Signora Sarti, whose face had brightened for an instant, now looked tired and hopeless again.

"The child sees into the future," she whispered with awe. "She is always right. I don't know what I'd do without her. She can interpret dreams."

"I see visions," Gina added serenely. "I saw father lying wounded under some barbed wire last night." "Not dead!" gasped Signora Sarti.

"No. He wasn't dead then," answered the extraordinary child, and if I hadn't already had abundant proof to the contrary I should have believed her to be an unfeeling little ghoul, such was her sang froid, I might almost say her satisfaction, in speaking of death.

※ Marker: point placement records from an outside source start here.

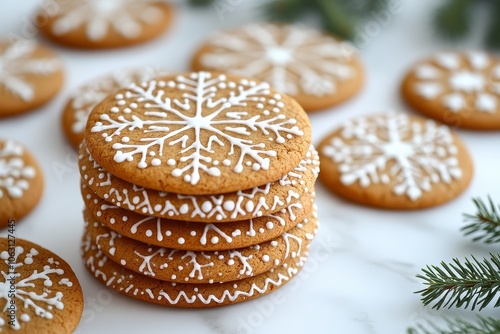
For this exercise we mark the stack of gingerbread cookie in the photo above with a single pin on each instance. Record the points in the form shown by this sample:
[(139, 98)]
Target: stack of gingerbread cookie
[(199, 190)]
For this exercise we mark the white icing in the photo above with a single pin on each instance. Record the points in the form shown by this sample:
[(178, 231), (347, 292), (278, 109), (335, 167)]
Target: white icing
[(418, 155), (27, 277), (17, 64), (293, 59), (460, 81), (109, 273), (86, 97), (99, 17), (181, 124), (233, 207), (14, 173)]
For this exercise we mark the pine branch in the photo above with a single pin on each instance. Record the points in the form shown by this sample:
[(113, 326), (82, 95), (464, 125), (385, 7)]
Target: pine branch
[(484, 225), (469, 284), (493, 34), (483, 325), (453, 19), (285, 10)]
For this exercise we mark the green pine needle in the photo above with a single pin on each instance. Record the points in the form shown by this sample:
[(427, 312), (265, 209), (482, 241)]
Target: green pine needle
[(285, 10), (472, 283), (484, 225), (337, 19), (493, 34), (452, 19), (483, 325)]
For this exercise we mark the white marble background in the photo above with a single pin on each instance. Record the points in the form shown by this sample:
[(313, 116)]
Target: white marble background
[(361, 276)]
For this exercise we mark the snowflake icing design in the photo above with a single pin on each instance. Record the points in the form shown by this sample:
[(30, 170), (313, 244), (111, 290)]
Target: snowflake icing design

"But you mustn't believe in dreams and visions," I told them. "That is just plain superstition. They don't mean anything at all."

The mother looked surprised, almost as if I had pronounced a heresy, yet I could see hope struggling in her ignorant pathetic face. She believed I must be well informed because I was a professore in a school. Also she wanted to believe that Gina's vision was wrong. She loved her husband.

"You don't believe in dreams?" she questioned doubtfully.

"Certainly not!" I assured her. "Dreams are rubbish."

"He says dreams are rubbish, Gina. Perhaps it's all right with your father." The mother looked pitifully at her daughter for support, but that strange little pallid-faced child held her ground tenaciously.

"I saw father wounded, lying all bloody under a mess of curled-up barbed wire."

"She saw him," Signora Sarti whimpered.

"Bloody, with the barbed wire on top of him," added Gina, as if describing an actual fact. "I couldn't see his face."

"Ah!" I exclaimed, desiring desperately to dissipate the ugly impression their superstition had thrown them into. "You see? You couldn't see his face. n't see his face. I'm sure it wasn't your father."